È un problema studiato anche da Dylan Glas, ingegnere americano che ha scelto di lavorare in Giappone, il cui team ha progettato Erica, ginoide semi-autonomo, basato su un dispositivo mentale incredibilmente avanzato il cui scopo è l’apprendimento: trattiene i ricordi ed è in grado di gestire conversazioni semplici, basate su quanto ha imparato. Come o meglio di noi?

La domanda adesso è: vogliamo robot che siano umani, o li desideriamo migliori di noi? Il Giappone sembra avere superato, grazie alla creazione di macchine sempre meno fredde, l’uncanny valley, quallo spazio perturbante  determinato, secondo lo studioso di robotica Masahiro Mori, da un eccesso di somiglianza, che crea disagio in chi entra in contatto con androidi troppo perfetti. Il crescendo di repulsione e inquietudine che ha dato vita a capolavori del cinema di animazione di fantascienza come Akira o Evangelion è stato spazzato via da una evoluzione tecnologica che ha fatto del kawaii, il «carino», la sua cifra.

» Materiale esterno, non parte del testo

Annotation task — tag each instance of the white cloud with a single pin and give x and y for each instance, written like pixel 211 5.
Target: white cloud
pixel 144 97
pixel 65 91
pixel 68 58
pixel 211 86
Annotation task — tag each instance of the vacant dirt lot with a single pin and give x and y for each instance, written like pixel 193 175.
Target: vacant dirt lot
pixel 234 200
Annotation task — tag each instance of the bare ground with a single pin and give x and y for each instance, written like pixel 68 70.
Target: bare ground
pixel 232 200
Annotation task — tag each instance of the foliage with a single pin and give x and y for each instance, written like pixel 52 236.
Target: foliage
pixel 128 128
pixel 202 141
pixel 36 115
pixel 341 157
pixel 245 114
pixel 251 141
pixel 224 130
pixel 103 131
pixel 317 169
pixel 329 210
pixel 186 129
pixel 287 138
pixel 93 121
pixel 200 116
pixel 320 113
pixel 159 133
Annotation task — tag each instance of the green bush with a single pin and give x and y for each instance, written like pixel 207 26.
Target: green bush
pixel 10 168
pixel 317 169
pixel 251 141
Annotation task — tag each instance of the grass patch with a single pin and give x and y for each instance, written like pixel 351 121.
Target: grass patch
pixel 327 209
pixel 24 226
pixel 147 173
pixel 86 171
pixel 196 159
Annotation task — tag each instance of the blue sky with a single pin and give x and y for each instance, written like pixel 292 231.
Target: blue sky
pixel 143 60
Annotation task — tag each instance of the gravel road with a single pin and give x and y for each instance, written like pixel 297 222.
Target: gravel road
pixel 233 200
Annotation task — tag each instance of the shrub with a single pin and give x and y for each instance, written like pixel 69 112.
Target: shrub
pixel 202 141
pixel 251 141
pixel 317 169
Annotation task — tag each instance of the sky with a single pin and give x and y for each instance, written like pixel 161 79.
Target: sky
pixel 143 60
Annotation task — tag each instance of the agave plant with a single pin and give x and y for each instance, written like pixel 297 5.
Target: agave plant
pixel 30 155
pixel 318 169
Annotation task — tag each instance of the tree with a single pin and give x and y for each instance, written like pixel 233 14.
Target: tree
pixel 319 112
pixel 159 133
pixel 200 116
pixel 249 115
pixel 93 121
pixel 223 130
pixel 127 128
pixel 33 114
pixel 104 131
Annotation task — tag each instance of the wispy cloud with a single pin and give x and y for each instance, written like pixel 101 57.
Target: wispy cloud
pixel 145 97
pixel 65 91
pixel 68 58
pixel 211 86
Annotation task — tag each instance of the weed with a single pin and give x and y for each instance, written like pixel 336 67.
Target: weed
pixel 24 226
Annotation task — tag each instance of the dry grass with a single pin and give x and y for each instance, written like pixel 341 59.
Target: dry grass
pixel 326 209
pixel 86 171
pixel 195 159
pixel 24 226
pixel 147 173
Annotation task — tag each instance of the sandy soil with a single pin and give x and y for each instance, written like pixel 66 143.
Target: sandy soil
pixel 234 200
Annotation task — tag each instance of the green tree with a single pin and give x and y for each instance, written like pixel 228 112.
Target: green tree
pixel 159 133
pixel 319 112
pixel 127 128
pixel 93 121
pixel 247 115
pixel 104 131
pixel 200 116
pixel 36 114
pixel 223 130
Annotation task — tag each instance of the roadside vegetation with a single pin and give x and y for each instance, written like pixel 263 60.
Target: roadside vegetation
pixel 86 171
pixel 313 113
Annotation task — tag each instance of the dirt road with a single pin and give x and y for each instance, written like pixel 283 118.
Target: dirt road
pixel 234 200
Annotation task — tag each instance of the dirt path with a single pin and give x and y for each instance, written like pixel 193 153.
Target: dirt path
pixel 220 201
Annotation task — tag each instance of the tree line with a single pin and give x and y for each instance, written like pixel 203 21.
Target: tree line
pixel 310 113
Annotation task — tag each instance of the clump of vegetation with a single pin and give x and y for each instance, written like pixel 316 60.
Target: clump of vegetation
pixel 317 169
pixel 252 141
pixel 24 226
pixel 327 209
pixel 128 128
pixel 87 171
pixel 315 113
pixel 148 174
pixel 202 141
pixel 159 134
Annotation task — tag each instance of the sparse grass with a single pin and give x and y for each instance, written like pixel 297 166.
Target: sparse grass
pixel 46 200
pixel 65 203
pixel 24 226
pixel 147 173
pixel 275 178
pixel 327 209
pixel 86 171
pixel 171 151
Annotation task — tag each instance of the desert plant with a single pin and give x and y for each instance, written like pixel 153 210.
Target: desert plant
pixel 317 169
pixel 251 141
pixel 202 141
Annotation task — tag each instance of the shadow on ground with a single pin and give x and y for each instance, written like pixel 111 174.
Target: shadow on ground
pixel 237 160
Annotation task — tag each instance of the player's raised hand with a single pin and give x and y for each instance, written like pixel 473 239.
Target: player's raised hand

Forse – come mostrano i visionari artefatti della giovane artista Etsuko Ichihara, una nuova generazione Geminoid verrà a lenire il dolore che sempre ci accompagna nel lutto e nelle separazioni. Il suo progetto «Digital Shamanism» – una combinazione di credenze popolari e tecnologia – sviluppa .robot programmati con espressioni, postura e tratti fisici del defunto, che rimangano con i familiari per il periodo di quarantanove giorni, quelli necessari – secondo il buddismo – per prendere definitivo conged o dal luogo e dalle persone care.